Ever felt you can’t quite match up to the people you follow on Twitter? While you’re tweeting about that lunchtime cheese sandwich, their feeds are full of elegant witticisms, important-sounding conferences and bungee jumps. Don’t worry, it’s not your fault — your Twitter friends are just more interesting than you.
Sociologists have long known that people have fewer friends than their friends do, on average. This strange conclusion, known as the friendship paradox, arises because of sampling bias: people with a larger number of friends are more likely to be your friend, so they get counted more often.

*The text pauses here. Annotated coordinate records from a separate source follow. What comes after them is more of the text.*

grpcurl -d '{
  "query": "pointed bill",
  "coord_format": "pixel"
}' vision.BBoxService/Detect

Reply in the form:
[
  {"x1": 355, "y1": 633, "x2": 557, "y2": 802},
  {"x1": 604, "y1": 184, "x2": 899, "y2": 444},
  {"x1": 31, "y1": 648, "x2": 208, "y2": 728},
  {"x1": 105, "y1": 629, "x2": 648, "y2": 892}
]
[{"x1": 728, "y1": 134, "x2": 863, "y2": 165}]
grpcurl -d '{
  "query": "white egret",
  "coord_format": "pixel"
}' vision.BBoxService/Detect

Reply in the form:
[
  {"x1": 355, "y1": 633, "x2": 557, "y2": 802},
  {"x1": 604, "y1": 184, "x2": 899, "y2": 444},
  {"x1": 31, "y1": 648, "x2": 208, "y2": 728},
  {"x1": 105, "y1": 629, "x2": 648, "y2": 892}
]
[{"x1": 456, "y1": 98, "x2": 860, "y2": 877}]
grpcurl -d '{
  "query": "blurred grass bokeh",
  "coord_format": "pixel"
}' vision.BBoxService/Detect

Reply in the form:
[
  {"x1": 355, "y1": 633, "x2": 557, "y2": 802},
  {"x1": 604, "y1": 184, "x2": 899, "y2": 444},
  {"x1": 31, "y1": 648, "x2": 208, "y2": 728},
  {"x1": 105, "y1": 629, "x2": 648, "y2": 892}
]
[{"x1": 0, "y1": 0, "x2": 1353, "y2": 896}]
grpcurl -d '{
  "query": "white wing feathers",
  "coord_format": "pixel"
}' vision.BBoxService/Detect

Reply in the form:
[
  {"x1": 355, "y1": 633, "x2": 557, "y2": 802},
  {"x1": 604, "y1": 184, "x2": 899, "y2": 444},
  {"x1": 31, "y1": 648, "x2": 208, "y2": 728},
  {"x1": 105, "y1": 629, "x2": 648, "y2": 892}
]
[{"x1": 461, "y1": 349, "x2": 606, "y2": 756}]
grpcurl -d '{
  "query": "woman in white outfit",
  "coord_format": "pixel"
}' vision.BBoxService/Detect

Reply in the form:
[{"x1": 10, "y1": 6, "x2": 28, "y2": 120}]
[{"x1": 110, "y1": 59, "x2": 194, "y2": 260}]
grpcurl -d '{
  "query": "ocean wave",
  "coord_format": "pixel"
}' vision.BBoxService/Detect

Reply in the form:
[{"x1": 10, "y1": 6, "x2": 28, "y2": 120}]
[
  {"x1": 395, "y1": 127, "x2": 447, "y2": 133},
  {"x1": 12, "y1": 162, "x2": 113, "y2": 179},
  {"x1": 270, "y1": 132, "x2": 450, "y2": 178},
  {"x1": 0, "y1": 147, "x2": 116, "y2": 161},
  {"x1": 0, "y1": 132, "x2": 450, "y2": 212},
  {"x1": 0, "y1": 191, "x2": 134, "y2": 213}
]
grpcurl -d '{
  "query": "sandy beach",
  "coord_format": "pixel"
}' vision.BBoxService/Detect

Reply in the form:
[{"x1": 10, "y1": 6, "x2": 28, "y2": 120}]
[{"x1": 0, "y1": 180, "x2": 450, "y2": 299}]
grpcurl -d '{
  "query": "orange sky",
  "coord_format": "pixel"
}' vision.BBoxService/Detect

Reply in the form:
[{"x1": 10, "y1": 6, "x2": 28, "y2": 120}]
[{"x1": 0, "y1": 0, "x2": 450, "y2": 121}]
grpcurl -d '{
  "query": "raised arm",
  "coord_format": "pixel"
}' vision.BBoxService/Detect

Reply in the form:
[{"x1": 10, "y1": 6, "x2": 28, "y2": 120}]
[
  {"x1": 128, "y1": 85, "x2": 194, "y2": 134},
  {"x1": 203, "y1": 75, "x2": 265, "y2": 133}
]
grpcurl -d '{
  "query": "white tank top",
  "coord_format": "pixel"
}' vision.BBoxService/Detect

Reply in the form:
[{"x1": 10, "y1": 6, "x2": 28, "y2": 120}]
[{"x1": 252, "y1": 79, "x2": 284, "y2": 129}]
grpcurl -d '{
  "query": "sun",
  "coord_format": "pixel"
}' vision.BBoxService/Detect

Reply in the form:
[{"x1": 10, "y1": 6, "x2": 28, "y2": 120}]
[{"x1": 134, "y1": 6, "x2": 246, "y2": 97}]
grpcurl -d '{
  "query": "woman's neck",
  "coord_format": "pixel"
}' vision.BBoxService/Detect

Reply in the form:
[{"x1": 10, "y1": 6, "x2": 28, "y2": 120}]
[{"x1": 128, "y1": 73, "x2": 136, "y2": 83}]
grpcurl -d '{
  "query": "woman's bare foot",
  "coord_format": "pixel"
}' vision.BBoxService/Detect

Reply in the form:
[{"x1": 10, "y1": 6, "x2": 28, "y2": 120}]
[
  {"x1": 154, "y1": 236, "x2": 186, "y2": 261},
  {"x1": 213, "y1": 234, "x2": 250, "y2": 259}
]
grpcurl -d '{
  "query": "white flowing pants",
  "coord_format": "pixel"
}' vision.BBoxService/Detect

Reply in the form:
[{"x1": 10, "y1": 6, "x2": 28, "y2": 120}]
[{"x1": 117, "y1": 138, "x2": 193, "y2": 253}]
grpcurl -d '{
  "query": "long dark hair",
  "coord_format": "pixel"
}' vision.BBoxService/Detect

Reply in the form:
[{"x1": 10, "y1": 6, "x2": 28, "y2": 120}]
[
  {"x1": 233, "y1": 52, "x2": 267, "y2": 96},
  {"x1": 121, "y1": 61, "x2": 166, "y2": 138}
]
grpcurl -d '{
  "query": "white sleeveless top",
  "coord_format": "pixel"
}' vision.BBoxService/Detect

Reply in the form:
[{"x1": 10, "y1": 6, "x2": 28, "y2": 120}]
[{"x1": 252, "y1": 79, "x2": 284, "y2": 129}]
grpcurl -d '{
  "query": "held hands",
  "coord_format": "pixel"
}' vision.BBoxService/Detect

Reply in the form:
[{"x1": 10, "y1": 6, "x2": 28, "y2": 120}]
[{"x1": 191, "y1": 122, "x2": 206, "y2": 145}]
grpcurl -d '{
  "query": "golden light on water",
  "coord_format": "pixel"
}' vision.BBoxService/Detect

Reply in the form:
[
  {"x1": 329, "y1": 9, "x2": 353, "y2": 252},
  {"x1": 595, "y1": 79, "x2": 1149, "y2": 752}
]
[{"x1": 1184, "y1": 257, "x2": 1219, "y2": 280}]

Now, Nathan Hodas and colleagues at the Information Sciences Institute in Marina del Rey, California, have shown this holds true on Twitter too. The team analysed 5.8 million Twitter users’ followers and followees (which they dubbed friends) and found that nearly all users were less popular than both their friends and followers — perhaps not surprising, since celebrities like @justinbieber and @ladygaga massively tip the scales.
What’s more, the researchers also found 88 per cent of users tweet less often than their friends, rising to 99 per cent when completely inactive users are removed, and 79 per cent of users post fewer virally spreading links than their friends. “These facts together suggest the glib expression ‘your friends are more interesting than you are‘,” they note in a paper due to be presented at the Weblogs and Social Media conference in Boston this July.